Hace unos 10.000 años se produjo un punto de quiebre en la historia de la humanidad: los humanos comenzaron a cultivar. El modo de vida de los cazadores-recolectores, que había reinado por millones de años, empezó a quedar en un segundo plano cuando los sapiens aprendieron a manipular algunas especies de animales y plantas que resultaron ser muy rentables. Iniciaba la revolución agrícola.

El trigo y los animales eran abundantes, así que las tribus humanas lograron abandonar de manera gradual su estilo de vida nómada. El cultivo proporcionó a los Homo sapiens diversas fuentes de alimentos, y mucha más comida por territorio les permitió poder multiplicarse exponencialmente. La acumulación de bienes personales posibilitó hacer más y más elecciones individualistas, y esas elecciones inevitablemente disminuyeron los esfuerzos del grupo hacia un bien común.
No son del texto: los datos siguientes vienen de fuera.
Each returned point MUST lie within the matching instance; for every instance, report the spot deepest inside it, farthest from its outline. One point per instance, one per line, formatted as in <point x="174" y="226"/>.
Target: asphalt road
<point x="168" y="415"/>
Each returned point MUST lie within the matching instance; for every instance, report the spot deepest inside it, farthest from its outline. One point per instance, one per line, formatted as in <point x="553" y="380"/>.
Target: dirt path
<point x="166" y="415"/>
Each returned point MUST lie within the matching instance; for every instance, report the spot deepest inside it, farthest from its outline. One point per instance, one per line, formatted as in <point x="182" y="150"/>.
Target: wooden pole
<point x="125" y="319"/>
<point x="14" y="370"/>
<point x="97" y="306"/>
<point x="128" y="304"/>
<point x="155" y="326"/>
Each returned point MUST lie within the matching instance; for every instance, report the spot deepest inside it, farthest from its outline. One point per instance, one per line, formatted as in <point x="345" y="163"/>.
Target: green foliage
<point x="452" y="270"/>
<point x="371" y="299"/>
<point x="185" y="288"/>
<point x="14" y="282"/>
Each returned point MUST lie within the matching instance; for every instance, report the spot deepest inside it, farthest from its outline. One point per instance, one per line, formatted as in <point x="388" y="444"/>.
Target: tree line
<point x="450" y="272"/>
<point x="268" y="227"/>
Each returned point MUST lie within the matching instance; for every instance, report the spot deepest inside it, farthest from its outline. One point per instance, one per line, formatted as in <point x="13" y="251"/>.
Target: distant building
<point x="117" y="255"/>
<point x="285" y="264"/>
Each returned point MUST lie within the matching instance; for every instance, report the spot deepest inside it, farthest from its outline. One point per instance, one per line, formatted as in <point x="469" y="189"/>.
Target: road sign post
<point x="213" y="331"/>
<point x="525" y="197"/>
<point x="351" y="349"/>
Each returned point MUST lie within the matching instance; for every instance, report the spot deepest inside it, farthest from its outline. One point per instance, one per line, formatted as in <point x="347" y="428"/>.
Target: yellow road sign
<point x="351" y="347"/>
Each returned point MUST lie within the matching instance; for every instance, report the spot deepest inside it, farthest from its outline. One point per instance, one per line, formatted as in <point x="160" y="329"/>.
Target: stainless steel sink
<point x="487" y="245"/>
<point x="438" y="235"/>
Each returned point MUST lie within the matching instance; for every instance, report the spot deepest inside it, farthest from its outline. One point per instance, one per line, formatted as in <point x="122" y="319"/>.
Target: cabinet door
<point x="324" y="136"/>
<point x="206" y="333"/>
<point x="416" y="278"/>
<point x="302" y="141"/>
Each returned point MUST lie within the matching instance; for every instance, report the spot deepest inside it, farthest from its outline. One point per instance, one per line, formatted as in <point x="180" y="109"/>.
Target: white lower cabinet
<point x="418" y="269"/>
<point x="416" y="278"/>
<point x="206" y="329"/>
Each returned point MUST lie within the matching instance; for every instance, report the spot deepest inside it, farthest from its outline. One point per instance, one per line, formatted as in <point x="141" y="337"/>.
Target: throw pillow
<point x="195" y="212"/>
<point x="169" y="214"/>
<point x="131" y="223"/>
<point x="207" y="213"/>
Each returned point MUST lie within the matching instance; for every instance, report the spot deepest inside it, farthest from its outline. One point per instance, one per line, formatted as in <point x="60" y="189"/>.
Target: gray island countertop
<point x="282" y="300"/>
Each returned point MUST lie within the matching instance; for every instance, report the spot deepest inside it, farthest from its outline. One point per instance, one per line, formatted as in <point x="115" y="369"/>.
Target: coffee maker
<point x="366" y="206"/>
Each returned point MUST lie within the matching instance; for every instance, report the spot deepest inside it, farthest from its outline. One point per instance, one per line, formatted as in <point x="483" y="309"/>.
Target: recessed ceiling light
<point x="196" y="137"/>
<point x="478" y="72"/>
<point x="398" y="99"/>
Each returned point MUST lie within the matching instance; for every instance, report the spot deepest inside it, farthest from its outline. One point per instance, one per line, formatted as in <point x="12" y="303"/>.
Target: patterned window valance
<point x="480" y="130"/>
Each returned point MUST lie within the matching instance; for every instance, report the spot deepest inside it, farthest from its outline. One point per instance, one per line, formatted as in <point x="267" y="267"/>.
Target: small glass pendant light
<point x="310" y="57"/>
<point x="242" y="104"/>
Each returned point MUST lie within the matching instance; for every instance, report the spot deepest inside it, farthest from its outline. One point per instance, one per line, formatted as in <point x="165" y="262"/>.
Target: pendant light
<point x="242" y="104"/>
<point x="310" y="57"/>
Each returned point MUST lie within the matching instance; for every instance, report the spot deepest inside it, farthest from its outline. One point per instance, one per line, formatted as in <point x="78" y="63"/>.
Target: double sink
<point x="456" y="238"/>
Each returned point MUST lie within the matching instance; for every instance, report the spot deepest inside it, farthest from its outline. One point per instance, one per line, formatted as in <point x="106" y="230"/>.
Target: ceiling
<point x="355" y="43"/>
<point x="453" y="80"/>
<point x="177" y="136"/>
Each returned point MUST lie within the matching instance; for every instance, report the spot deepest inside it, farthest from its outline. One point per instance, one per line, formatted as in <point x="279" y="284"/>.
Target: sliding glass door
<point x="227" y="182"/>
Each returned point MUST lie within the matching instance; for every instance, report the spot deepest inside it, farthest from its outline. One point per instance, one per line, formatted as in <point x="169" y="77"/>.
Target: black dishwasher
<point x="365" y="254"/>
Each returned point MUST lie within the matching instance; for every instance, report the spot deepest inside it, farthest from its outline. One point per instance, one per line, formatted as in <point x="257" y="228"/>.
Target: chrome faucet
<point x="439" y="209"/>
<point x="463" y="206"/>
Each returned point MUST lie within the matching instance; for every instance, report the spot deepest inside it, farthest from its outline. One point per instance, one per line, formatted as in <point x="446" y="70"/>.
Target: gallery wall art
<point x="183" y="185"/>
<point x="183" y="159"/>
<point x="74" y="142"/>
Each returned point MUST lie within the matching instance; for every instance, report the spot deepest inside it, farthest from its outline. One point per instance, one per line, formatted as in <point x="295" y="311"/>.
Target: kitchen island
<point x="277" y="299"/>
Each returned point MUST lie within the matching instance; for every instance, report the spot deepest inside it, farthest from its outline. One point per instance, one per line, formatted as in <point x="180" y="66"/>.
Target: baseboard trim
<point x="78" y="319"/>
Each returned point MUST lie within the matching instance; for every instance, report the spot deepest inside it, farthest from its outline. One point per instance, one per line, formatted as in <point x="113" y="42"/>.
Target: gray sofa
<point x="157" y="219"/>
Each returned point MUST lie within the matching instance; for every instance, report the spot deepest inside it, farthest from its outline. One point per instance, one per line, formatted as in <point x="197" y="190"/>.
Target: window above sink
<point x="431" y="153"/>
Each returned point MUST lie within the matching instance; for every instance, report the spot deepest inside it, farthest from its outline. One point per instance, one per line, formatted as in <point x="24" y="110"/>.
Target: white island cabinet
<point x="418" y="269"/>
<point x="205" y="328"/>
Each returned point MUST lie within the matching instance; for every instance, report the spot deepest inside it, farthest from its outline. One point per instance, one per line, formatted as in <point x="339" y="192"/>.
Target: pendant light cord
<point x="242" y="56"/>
Por 5 millones de años el ser humano se organizó en grupos pequeños, de aproximadamente una treintena de individuos, y convirtió en una gran fuente de sentido su capacidad para ayudar a sobrevivir y prosperar en comunidad. A partir de la revolución agrícola, y a medida que la sociedad se modernizada, la gente descubrió que era capaz de vivir independientemente de cualquier grupo comunitario. Hoy, una persona que vive en una ciudad moderna puede, por primera vez en la historia, pasar meses interactuando únicamente con completos extraños. Puede estar rodeada de otros y sin embargo sentirse profunda y peligrosamente sola.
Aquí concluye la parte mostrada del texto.